Refer: TinyURL, Bit.ly
- Generate short URL
- Short URL should redirect to original URL
- Users should be able to pick a custom URL
- Links will have an expiry time
- Minimal latency in redirection
- System should be highly available
- Autogenerated links must be non-guessable
- Should have exposed REST APIs
Assume:
- 500M shortenings/month
- 100:1 read-write ratio
So,
URL writes/s = 500M / (30 days * 24 hours * 3600 seconds) = 200 writes/s
URL reads/s = 200 * 100 = 20k reads/s //100:1 read-write ratio
Assume:
- 500 shortenings/month
- Each URL is stored for 5 years
- Each URL object is 500 bytes (including related metadata)
So,
Total objects = 500 * 12 months * 5 years = 30B
Total storage = 300B * 500 bytes = 15 TB
For write requests: 200 URLs/s * 500 bytes = 100 KB/s
For read requests: 20k URLs/s * 500 bytes = 10 MB/s
Requests/day = 20K URLs/s * 3600 seconds * 24 hours = 1.7B
Assume only 20% is cached; so memory needed for that is (0.2 * 1.7B * 500 bytes) = 170GB
Summary:
Assuming 500M URLs/month and 100:1 read-write ratio:
Parameter | Value |
---|---|
New URLs | 200/s |
URL redirections | 20k/s |
Incoming data (bandwidth) | 100 KB/s |
Outgoing data (bandwidth) | 10 MB/s |
Storage for 5 years | 15 TB |
Cache memory | 170 GB |
POST createURL
Params:
url
api_dev_key //Optional, needs to sign up to create a large number of URLs
short_url //Optional
expiry_date //Optional
DELETE deleteURL
Params:
api_dev_key
short_url
Observations:
- Billions of objects
- Each object is < 1 KB
- No relationships between objects
- Read-heavy
Each object has 2 parts - URL details, User details.
Let tables be:
URL
Field | Datatype |
---|---|
hash (PK) | varChar(16) |
url | varChar(512) |
creation_date | datetime |
expiry_date | datetime |
user_id | int |
User
Field | Datatype |
---|---|
name | varChar(20) |
email_id | varChar(32) |
creation_date | datetime |
last_login | datetime |
A NoSQL DB is more suitable in this case due to the absence of relationships.
Compute the hash (say MD5) of the given URL and then encode it.
Using base64 (A-Z a-z 0-9 /+), 6 chars can have 64^6 = 68.7B possibilities.
However, entering the same URL will result in the same short URL.
To prevent duplicates, we can append a random character or the unique user_id as a salt before hashing.
Concurrency problems: Two app-servers create a new key at the same time; both of them check the DB and see that the key is not already in use.

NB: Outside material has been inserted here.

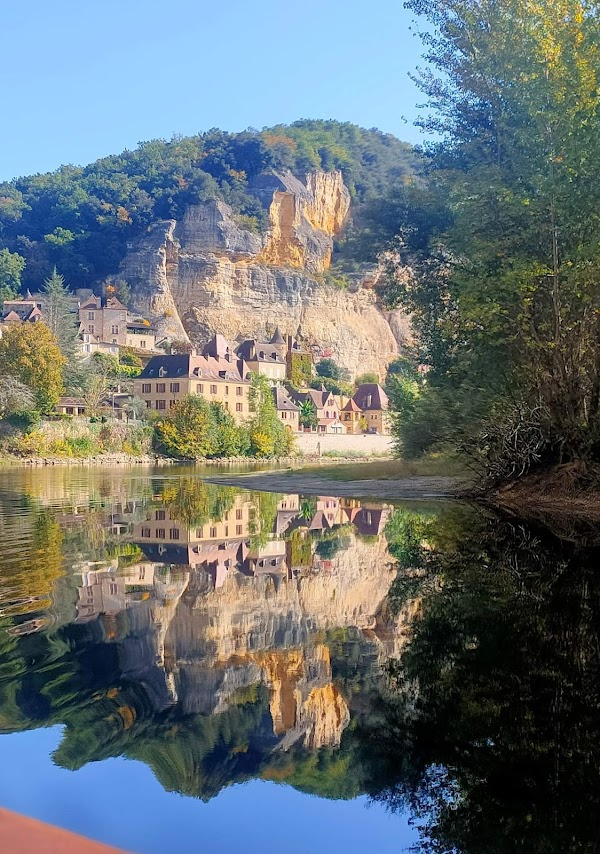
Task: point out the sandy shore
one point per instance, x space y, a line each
311 483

Both of them use that key and then send it to the DB to be stored; the second one will fail.
To create unique keys at scale, Twitter's snowflake can be referenced.
To prevent collisions and concurrency problems:
We can have a standalone key-generation service (KGS) that has a list of unique keys and provides that to app-servers to use.

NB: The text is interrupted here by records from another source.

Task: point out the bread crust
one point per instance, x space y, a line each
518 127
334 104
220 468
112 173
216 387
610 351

Keys can be pre-generated and stored in the KGS, which serves this to app-servers that request it instead of hitting the DB to check if keys already exist.

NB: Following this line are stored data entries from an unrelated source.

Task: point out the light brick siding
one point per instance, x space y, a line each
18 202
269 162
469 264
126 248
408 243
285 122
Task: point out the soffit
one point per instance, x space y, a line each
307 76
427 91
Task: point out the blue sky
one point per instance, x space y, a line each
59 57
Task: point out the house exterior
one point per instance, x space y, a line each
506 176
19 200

Assuming 1 byte per character, storage required to store all keys: 6 (characters per key) * 68.7B (unique keys) = 412 GB.
When multiple KGS are in use, the keys can be generated centrally by a server and a certain number of keys can be distributed to each KGS in batches.
We can use:
- Range-based partitioning: URLs are stored in the DB partition based on the first letters of the URL. But this will lead to an unbalanced state.
- Hash-based partitioning: URLs are stored in the DB partition based on the hash. Consistent hashing can be used.
We can cache 20% of the URLs, which will need 170GB.
The LRU cache eviction policy will fit this use-case.
When there's a cache miss, the core DB value should be updated across cache DBs too.
We can place load balancers between:
- Client and app-servers
- App-servers and DB servers
- App-servers and cache servers
Distribution would depend on load.
If a user tries to access an expired link, clear it.
Have another periodic service that goes through links and invalidates expired links in batches.